Our team has its turning wheels basically on a turn-table, so they both turn at the same time. Is there any formula I can use to determine turning radius, when I know how much I have ‘turned’ the turn-table off center-straight?

I think I understand the question. Measure the angle between the axis of the two rear wheels and the axis of the two front wheels. Straight ahead the angle is zero, and if the front wheels are turned completely to one side the angle is 90 degrees.

Using that angle you can calculate the turning radius, but you need to know the distance between the front and rear wheels.

If that seems difficult, set the wheels at known angles (like 10, 20, 30 degrees) and measure the turning radius directly (draw a line on the floor and then measure the curvature)

Don

well, I have found a ‘rack and pin’ equation. But it asks for the distance between front and rear axles, and isn’t on a turntable, that ‘changing’ as I turn?

P,
If your front wheels are on a turntable so that they both turn about a central point then the turning radius is the distance between the two closest wheels. That is, when the turntable turns one of the front wheels comes closer to one of the back wheels. If you have enough travel in the turntable so that in a turn the back wheel does not move, that wheel is now the center of your turn. The radius then becomes the distance between the stationary wheel and the closest front wheel. However, your robot frame and the other wheels are still larger than that so the space you inscribe is the distance between the stationary rear wheel and the furthest point on your robot opposite that wheel. If the front wheel turntable is able to turn to a point where you could line up the center of both front wheels and that imaginary line where to intersect with the back wheel, I am guessing your robot would run into the trailer and that would become the limiting factor in your turning radius.

Simple and obvious answer: the turning radius is the distance between the robot and the center of the circle it travels while turning.

Simple observation: the wheels are moving along the circle, in a direction perpendicular to the direction to the center of the circle.

Insightful comment: The axle of each wheel is perpendicular to its direction of travel, and thus points to the center of the circle. All you need to do is find the point of intersection of the lines extending from the front and rear axles. The distance from that point to the robot is the turning radius.

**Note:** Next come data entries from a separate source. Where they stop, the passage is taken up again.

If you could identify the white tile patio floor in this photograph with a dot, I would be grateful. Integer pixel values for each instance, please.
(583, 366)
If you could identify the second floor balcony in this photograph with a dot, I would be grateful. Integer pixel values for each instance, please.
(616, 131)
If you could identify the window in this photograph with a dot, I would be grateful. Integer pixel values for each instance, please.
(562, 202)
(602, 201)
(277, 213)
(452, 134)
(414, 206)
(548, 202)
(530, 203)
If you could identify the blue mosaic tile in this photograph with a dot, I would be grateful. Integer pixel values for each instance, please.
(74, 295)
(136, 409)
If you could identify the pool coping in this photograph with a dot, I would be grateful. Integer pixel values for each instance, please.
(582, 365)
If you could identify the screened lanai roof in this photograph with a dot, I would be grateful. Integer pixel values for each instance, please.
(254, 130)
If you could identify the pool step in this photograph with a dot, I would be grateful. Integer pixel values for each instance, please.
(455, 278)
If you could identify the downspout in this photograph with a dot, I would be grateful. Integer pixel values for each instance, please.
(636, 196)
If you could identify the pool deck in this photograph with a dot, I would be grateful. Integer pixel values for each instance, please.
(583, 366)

Al and Alan, wouldn’t it be more correct to say that those are the minimum possible turning radii? Because steering in this case uses the slip angle of the wheels to generate turning force (I know that’s a sloppy way of wording it…) won’t the actual radius will always be greater than the theoretical minimum? On a low friction surface (like Lunacy) I would think it would be much larger than the minimum, with the radius increasing with robot speed.

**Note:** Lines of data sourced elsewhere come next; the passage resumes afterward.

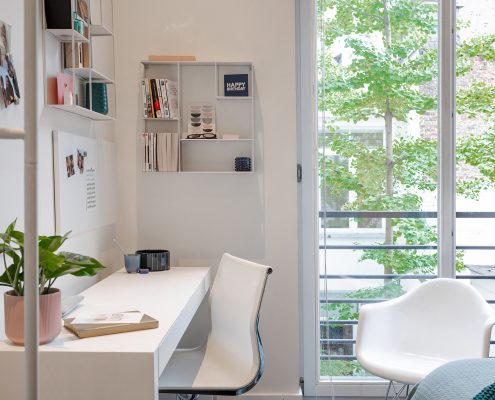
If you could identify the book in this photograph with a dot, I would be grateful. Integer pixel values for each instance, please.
(160, 97)
(151, 110)
(86, 330)
(172, 96)
(236, 85)
(158, 57)
(161, 152)
(166, 109)
(156, 100)
(145, 101)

thankyou for the help, are there any equations that I can get closer to ‘actual’ turning radius from the min theoretical radius?

Rick,
In cases where the robot is already moving you are correct. And in the case of a fast moving robot with the ability to have a small turnig radius (at a stopped condition) would approach infinity at it’s maximum speed. i.e. it would hit a wall or field border before turning. In cases where the robot is stationary but turning, the minimum would be the turning radius but I think it still would be affected by the trailer hitting the back of the robot.

I loved Al’s last comment so much that I think it should be spotlighted. We have these conversations all the time: “Here’s the incredibly complex calculation of how the system would work based on physics and mathematics, but the noise level is so high (or the real world will intrude in imperfect ways, like a trailer hitting a robot) that we are going to take that 27.3991 mm calculation and just turn it into ‘a big old hunk of 2-inch square tubing.’”

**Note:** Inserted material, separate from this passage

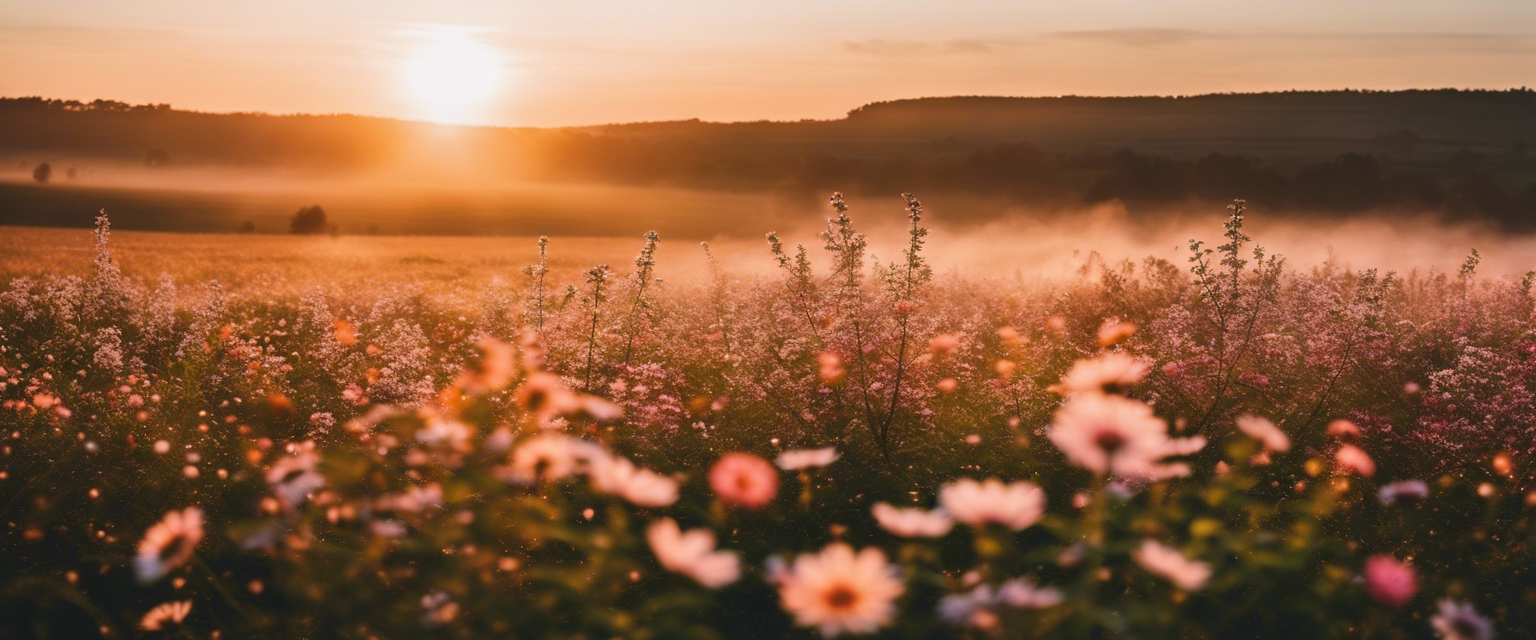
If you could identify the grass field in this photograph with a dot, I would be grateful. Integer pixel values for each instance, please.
(993, 432)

And this, my Padawan robot builders, is also engineering.

On the original question, doing the velocity, thrust, friction, and slip-angle math for describing turning radii at different speeds is well beyond the ability of my rusty math. Sorry.

For the theoretical aspect, just make a scale drawing with the wheels at various angles, and see where the lines intersect, as Al suggested.

For the practical aspect, put the trailer on it and drive it on FRP and see what happens. Strange things, I guarantee!

Al and Alan are correct assuming very small slip angles. This would be relatively low speed small input stuff on regolith.

Rick is really on to something. One other thing to consider is how the back wheels play into this. If they are going the same speed they will induce higher slip angle. Racers often call this Push because the back wheels are pushing the forward wheels to induce understeer (or less steer than requested). However depending on CG location and the actual manuever you attempt, you could also get Oversteer. The grossest exageration of this is the guys that do drifting, rally, or Dirt track stuff.

Gelespie (spell?) has a vehicle dynamics book that is excellent at talking about how these equations may be applied and simplified (bicycle model). Assuming reltively small slip angles, the bicycle model works well for the system you have. I.E. Take the angle off of straight. The tanget of this angle times the radius of curvature is equal to your wheelbase. Thus to find the radius of curvature:

WB=wheelbase
angle=angle off of straight that your wheels are turned.

WB/(atan(angle))=radius of curvature

If you have extra weight available, place it in different locations on your machine. This should help change the oversteer/understeer effects you might get. In general the trailer will produce understeer effects (this is what I am seeing in most videos), unless you really crack the whip, and then it could result into an oversteer condition.